In a 4-3 decision, the court said it didn't see a connection between the adjustable cap -- which stood at $445,775 at the time of the ruling -- and the legislative intent of "compensating victims of medical malpractice fairly." But a fair law would ensure that plaintiffs aren't paid too little and doctors don't pay too much. Without caps, though, the system goes off kilter, with plaintiffs' lawyers aiming to lead juries to return irrationally large verdicts.

And the majority of justices said they didn't see a specific connection between the cap and the idea that it keeps liability insurance premiums low.

They didn't see a connection? The AMA lists 20 states in the midst of a medical liability insurance crisis, with rates that have doctors retiring early, discontinuing high-risk procedures or fleeing to another state with a better insurance climate. Only six states make the AMA's "OK" list. The thing those states have -- or should we say had -- in common was a cap on noneconomic damages.

Wisconsin has been "OK" since the list's inception in June 2002. The question now is whether it can remain OK.

It can. But lawmakers at the state and federal level need to act quickly. They need to pass noneconomic damages caps.

At the state level, doctors and some politicians are doing their part to bring back the cap.

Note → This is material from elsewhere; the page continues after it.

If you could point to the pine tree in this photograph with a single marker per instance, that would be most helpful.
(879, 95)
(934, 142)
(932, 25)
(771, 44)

The Wisconsin Medical Society created a Web site (link) that informs residents what could happen if the state goes without a cap for too long. In addition, State Assembly Speaker John Gard formed a task force to study the issue. Already citizens are behind the cap, with a medical society and Wisconsin Hospital Assn. poll showing that 66% of 500 likely Wisconsin voters agreed that the state should cap noneconomic damages "to prevent both higher health care costs associated with frivolous lawsuits and unnecessary medical testing."

Legislation is expected to pass the Republican-dominated Legislature by Thanksgiving. But it is unclear whether the state's governor, a Democrat, would sign a bill. If he does, doctors want to prevent the court from tossing out the cap again, so WMS is pursuing a constitutional amendment that would deem the cap legal.

Of course, if Congress would pass national tort reform, it would stop this state patchwork of laws that are a determining factor of where some doctors set up practice. The House repeatedly has passed legislation with a $250,000 noneconomic damages cap, most recently approving a bill in July. But proposals have stalled in the Senate again and again, and it looks like the latest effort is going nowhere again this year.

Insurance rates didn't go up in Wisconsin overnight. But settlements are already up.

There's one report of a plaintiff lawyer who had reached a settlement agreement a week before the state Supreme Court decision now calling the defendants back and saying he would settle only if the agreed-on amount was doubled. Also, those seeking to recruit doctors already are reporting that they're getting questions from physicians concerned about what insurance rates will do in the coming years without caps.

Before Wisconsin becomes the liability wasteland that 20 other states are, it's time for the state government again to pass tort reform that includes a cap that will be held constitutional and keep Wisconsin as a place physicians can go for shelter from high medical liability premiums.

Better yet, Congress should pass tort reform so doctors can practice where they want, not just where the insurance rates are affordable because a state has a noneconomic damages cap.